# Overview: Bo's Knowledge Base — Virtual Cell & Perturbation Biology

*Last updated: 2026-04-04*

---

## The Central Question

Can we build a computational model of a cell that predicts how it would respond to any intervention — a drug, a gene knockout, a combination — without running the experiment?

This is the **Virtual Cell** — and it's the organizing question of Bo's research at Xaira Therapeutics.

---

## Current State of the Field

### What we have

The single-cell genomics field has produced large foundation models (scGPT, Geneformer, TranscriptFormer) trained on tens of millions of cells from CellxGene. These models achieve strong performance on standard tasks: cell type annotation, batch correction, cross-species transfer.

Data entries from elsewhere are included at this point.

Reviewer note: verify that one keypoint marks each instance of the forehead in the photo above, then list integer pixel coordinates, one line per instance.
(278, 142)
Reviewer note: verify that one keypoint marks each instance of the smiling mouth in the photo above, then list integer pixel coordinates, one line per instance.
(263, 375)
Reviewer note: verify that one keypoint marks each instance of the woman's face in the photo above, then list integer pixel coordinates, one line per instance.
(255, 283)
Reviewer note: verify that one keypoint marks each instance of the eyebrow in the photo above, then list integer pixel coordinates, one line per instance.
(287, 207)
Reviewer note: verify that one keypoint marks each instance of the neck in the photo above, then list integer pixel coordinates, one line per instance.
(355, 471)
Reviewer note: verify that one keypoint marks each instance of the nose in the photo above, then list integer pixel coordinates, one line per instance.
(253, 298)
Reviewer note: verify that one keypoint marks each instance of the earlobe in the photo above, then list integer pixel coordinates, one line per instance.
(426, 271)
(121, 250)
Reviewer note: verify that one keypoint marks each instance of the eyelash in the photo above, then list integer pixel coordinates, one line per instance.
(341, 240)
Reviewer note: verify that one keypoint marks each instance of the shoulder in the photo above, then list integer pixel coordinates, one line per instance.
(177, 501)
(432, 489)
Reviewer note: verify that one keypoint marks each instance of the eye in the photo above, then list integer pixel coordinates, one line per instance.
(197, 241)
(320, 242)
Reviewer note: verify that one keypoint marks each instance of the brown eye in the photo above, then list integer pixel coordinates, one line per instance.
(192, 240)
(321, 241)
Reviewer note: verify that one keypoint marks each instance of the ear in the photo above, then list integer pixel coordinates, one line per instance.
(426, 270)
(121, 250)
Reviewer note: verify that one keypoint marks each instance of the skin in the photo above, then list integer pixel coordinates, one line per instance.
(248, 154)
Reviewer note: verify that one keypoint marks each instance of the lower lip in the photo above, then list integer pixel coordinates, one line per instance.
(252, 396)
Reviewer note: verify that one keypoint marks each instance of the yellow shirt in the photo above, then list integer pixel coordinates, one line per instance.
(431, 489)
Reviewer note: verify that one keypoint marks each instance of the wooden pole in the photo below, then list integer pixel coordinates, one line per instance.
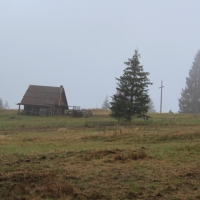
(161, 97)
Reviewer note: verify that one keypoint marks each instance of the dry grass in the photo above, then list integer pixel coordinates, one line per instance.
(61, 158)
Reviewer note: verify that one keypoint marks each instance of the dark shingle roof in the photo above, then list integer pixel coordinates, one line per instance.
(44, 95)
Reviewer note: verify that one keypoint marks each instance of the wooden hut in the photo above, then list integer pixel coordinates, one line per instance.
(44, 100)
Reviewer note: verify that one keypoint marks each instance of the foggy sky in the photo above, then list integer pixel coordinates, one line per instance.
(83, 45)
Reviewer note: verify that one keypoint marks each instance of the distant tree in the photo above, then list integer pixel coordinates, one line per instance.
(6, 105)
(151, 106)
(1, 103)
(106, 104)
(190, 96)
(131, 99)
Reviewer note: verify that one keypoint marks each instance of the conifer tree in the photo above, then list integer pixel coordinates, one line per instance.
(1, 103)
(106, 104)
(131, 99)
(151, 106)
(190, 96)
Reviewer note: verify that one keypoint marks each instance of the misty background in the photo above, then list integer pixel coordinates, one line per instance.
(83, 45)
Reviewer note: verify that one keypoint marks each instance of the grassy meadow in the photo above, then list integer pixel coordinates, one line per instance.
(98, 158)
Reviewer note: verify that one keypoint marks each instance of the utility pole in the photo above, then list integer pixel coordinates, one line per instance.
(161, 97)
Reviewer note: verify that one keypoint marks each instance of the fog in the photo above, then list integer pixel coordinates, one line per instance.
(83, 45)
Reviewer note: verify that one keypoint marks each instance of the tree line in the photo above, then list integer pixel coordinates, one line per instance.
(132, 100)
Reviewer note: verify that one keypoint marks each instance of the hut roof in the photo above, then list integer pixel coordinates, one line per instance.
(45, 96)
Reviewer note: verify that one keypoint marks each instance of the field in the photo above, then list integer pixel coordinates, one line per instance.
(98, 158)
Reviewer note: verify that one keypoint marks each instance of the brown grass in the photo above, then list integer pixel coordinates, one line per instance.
(67, 160)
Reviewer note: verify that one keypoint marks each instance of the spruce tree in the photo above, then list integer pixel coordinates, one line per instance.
(190, 96)
(151, 106)
(1, 103)
(106, 104)
(131, 99)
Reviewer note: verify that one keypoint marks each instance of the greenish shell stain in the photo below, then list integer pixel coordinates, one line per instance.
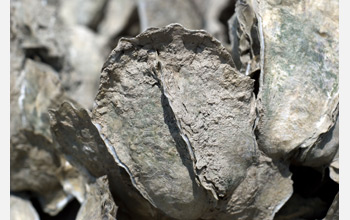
(300, 53)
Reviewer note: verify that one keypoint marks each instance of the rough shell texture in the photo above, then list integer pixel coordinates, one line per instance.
(298, 97)
(99, 202)
(180, 119)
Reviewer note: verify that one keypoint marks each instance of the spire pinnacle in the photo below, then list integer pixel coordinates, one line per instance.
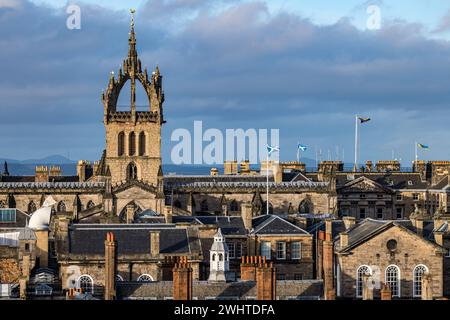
(5, 169)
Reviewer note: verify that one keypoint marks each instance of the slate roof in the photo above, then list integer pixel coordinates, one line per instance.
(442, 184)
(387, 179)
(273, 224)
(230, 226)
(132, 239)
(338, 226)
(32, 178)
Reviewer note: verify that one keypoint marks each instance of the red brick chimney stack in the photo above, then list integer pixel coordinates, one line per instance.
(182, 280)
(110, 266)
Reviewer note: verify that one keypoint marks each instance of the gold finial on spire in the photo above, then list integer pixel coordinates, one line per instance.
(132, 11)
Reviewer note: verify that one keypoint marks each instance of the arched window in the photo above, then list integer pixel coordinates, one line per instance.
(392, 277)
(305, 207)
(177, 204)
(131, 172)
(204, 205)
(234, 206)
(132, 144)
(142, 144)
(86, 283)
(362, 270)
(264, 210)
(90, 204)
(31, 207)
(121, 144)
(61, 207)
(145, 278)
(417, 279)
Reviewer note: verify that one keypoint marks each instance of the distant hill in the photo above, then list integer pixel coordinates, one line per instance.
(69, 167)
(27, 167)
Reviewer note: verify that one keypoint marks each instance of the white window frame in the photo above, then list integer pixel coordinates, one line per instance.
(231, 249)
(299, 250)
(359, 283)
(90, 279)
(12, 213)
(266, 246)
(418, 282)
(398, 281)
(283, 251)
(145, 275)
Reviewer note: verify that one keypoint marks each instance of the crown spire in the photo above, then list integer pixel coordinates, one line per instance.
(5, 169)
(132, 40)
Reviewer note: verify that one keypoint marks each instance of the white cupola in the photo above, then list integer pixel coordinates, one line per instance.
(219, 262)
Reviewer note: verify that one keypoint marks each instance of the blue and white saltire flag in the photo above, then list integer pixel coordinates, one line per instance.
(271, 149)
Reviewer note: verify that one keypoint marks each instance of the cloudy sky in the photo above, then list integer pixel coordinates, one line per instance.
(303, 66)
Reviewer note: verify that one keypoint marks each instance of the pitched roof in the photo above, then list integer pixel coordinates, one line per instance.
(131, 239)
(274, 224)
(369, 228)
(229, 225)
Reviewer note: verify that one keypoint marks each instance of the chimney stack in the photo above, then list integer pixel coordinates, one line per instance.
(328, 255)
(247, 215)
(110, 266)
(266, 282)
(154, 244)
(348, 222)
(427, 288)
(182, 280)
(130, 213)
(386, 293)
(343, 239)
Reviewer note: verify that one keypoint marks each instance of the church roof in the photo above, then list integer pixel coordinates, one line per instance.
(273, 224)
(131, 238)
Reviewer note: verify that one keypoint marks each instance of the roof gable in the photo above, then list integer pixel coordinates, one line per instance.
(364, 184)
(273, 224)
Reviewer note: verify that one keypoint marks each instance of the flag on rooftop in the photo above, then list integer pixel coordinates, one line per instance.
(422, 146)
(271, 149)
(362, 120)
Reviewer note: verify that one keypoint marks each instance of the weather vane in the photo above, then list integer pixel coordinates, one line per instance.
(132, 11)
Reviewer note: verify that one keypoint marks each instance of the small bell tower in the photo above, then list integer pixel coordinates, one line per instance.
(219, 263)
(133, 137)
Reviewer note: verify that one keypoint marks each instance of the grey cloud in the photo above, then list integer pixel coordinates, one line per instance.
(234, 67)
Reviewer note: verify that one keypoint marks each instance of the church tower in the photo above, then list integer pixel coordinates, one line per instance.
(133, 138)
(219, 263)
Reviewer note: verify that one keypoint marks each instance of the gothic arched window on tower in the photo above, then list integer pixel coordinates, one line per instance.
(142, 144)
(305, 206)
(204, 206)
(131, 172)
(90, 204)
(61, 207)
(132, 144)
(121, 144)
(31, 207)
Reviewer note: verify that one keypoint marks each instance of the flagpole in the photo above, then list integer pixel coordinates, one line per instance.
(267, 173)
(417, 155)
(356, 142)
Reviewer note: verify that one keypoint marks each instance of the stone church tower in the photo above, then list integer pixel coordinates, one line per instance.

A new class of generative models is emerging that goes further: **Lingshu-Cell** (2026) treats the cell as a world model — modeling the full distribution of cellular states via discrete diffusion, rather than just learning embeddings. It achieves SOTA on the Virtual Cell Challenge H1 benchmark.

### What we don't have

The fundamental bottleneck is **data**:

- Current training corpora are observational (no perturbation signal in pretraining)
- Dominated by cancer cell lines; lacks tissue diversity, disease context, primary cells
- Existing perturbation datasets (Replogle Perturb-seq, Norman CRISPRa) cover single-gene knockouts in a handful of cell lines
- Combinatorial perturbation coverage is sparse
- No large-scale dataset linking genetic perturbation → chemical perturbation → in vivo response

Two recent papers (Souza & Mehta 2026; Kendiukhov 2026) independently confirm: **model scaling on CellxGene observational data has diminishing returns**. Simple linear baselines match foundation models on current benchmarks. Scaling laws exist but flatten in data-limited regimes.

---

## Bo's Core Thesis

> **Virtual Cell ≠ perturbation predictor.**

A perturbation predictor interpolates within its training distribution. A true Virtual Cell generalizes causally: it predicts unseen combinations, transfers across cell types, and captures biology rather than batch effects.

Getting there requires:
1. **Causally rich data** — systematic perturbation atlases with diverse genetic × chemical × environmental interventions
2. **Contextual diversity** — primary cells, disease states, multiple species, multiple timepoints
3. **Better benchmarks** — current benchmarks are too easy; need out-of-distribution causal evaluation

Xaira's strategy: build that data infrastructure. The models will follow.

---

## Key Tensions in the Field

| Tension | Side A | Side B |
|---------|--------|--------|
| Model vs. data | Bigger models needed | Data diversity is the bottleneck |
| FM vs. simple methods | Foundation models generalize | Linear methods match on current benchmarks |
| Representation vs. causality | Learn better embeddings | Embeddings don't solve perturbation prediction |
| Perturbation predictor vs. Virtual Cell | Narrow task is tractable | Narrow task doesn't generalize |

---

## Emerging Directions (worth watching)

- **Generative world models for cells** — Lingshu-Cell as prototype; expect more in 2026
- **Causal representation learning** applied to scRNA-seq — IRM, do-calculus at scale
- **Multi-modal perturbation** — linking transcriptomics + imaging + proteomics in one model
- **Synthetic data generation** — using Virtual Cell to generate training data for downstream tasks
- **Large-scale combinatorial screens** — Tahoe-100M class datasets

---

## How to use this wiki

Ask Moon anything about these topics. Responses will be grounded in the wiki and filed back in for future sessions.

To add a new paper: share the arXiv link or paste the abstract. Moon will create the paper page, update the index, and touch related concept/entity pages.

To add an article or note: drop it in `raw/articles/` as a `.md` file and tell Moon to ingest it.